Dass Fremde auf der Insel einfallen, ist nicht neu. Im Gegenteil. Teil I einer Serie über die „seltsamen Touris“ vor unserer Zeit, humorvoll aufgeschrieben von dem mallorquinischen Journalisten Joan Riera

Die Mallorca-Urlauber vor 2.000 Jahren waren noch anders gekleidet DM

Seit den 1960er-Jahren strömen die Touristen nach Mallorca. Das wird zumindest allgemein behauptet. Die Touris kommen in riesigen Boeing- oder Airbus-Maschinen auf einem überlasteten Flughafen an. Oder in superluxuriösen Privatjets. Sie legen an Bord großer Schiffe mit 5.000 Passagieren an. Oder auf Yachten aus Ebenholz.

Sie übernachten in Lagern, die wir Ferienorte nennen. Dort hausen sie in großen Zelten, die gemeinhin als Hotels bezeichnet werden und in denen sie gewöhnlich nach Nationalität oder Vermögen verteilt sind. Auf der einen Seite diejenigen, die Kohle in Hülle und Fülle haben. Auf der anderen jene, für die der Reichtum nur begrenzt ist. Im einen Hotel logieren die Söhne Großbritanniens. Im anderen die Sauerkrautfresser. Kaum haben sie das Land betreten, dringen sie an die Strände vor und erobern die Straßen der Städte. Manchmal breiten sie ihre Tentakel auch ins Landesinnere aus. Dort drängen sie sich in den Tavernen und kriegen den Hals nicht voll vor lauter Bier. Sie füllen die Lokale, um ihren Hunger zu stillen.

Die anderen Ankömmlinge

Jene, die mit kleinen Booten aus Algerien ankommen, sind keine Touristen. Nein, ihrer Fahrt um die Insel Cabrera fehlt der aristokratische Glanz. Sie versuchen einfach zu überleben. Streben nicht danach, Garnelen in der Sommersonne zu verspeisen oder Wanderungen in der Serra de Tramuntana zu unternehmen. Sie scheren sich einen Dreck um unsere Denkmäler. In ihren Taschen gibt es keine goldene Visakarte, mit der sie ein Menü aus Gänseleber mit Portweinreduktion und karamellisierten Zwiebeln in Sesamöl bezahlen können. Sie haben nicht mal eine Handvoll Euro, um sich eine einfache Pizza Margherita zu leisten.
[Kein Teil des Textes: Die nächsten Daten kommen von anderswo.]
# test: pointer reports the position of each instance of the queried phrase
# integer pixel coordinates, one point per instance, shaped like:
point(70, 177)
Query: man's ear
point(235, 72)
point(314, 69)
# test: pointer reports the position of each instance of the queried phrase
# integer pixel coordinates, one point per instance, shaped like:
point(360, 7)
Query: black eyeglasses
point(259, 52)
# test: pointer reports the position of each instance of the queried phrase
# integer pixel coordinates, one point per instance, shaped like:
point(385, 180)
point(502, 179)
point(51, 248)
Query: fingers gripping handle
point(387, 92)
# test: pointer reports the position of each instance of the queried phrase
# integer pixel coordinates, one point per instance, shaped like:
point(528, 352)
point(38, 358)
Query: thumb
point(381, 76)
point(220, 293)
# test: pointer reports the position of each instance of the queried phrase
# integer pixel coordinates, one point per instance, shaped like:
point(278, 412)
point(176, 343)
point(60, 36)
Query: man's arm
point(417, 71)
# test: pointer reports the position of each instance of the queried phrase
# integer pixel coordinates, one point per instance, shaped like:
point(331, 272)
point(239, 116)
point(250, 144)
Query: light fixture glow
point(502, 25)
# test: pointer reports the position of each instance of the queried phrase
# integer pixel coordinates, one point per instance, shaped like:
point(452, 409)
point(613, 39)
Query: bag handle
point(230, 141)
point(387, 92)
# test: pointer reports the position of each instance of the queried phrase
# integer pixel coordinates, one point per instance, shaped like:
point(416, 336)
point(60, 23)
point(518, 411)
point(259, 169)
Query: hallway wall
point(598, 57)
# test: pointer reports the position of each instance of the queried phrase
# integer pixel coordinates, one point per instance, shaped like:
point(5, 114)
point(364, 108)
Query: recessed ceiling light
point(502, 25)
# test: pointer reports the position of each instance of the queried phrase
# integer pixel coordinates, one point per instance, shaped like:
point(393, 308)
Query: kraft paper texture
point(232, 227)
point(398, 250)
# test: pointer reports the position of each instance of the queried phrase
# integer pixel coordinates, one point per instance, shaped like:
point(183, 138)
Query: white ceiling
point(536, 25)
Einwanderer sind keine Touristen, und ebenso wenig begann das Phänomen des Tourismus erst vor ein paar Jahrzehnten. In dieser Sommerserie soll auf humorvolle Weise bewiesen werden, dass der Ursprung des Tourismus auf Mallorca genau 2.146 Jahre zurückliegt. Im Jahr 123 v. Chr. kam eine Gruppe Römer mit einem Führer namens Quintus Caecilius Metellus an. Sie wurden sicherlich nicht mit Ball de Bot und einem Gläschen herbes dolces empfangen, die Mallorquiner von damals hatten die wirtschaftlichen Möglichkeiten der heutigen Zeit noch nicht für sich entdeckt.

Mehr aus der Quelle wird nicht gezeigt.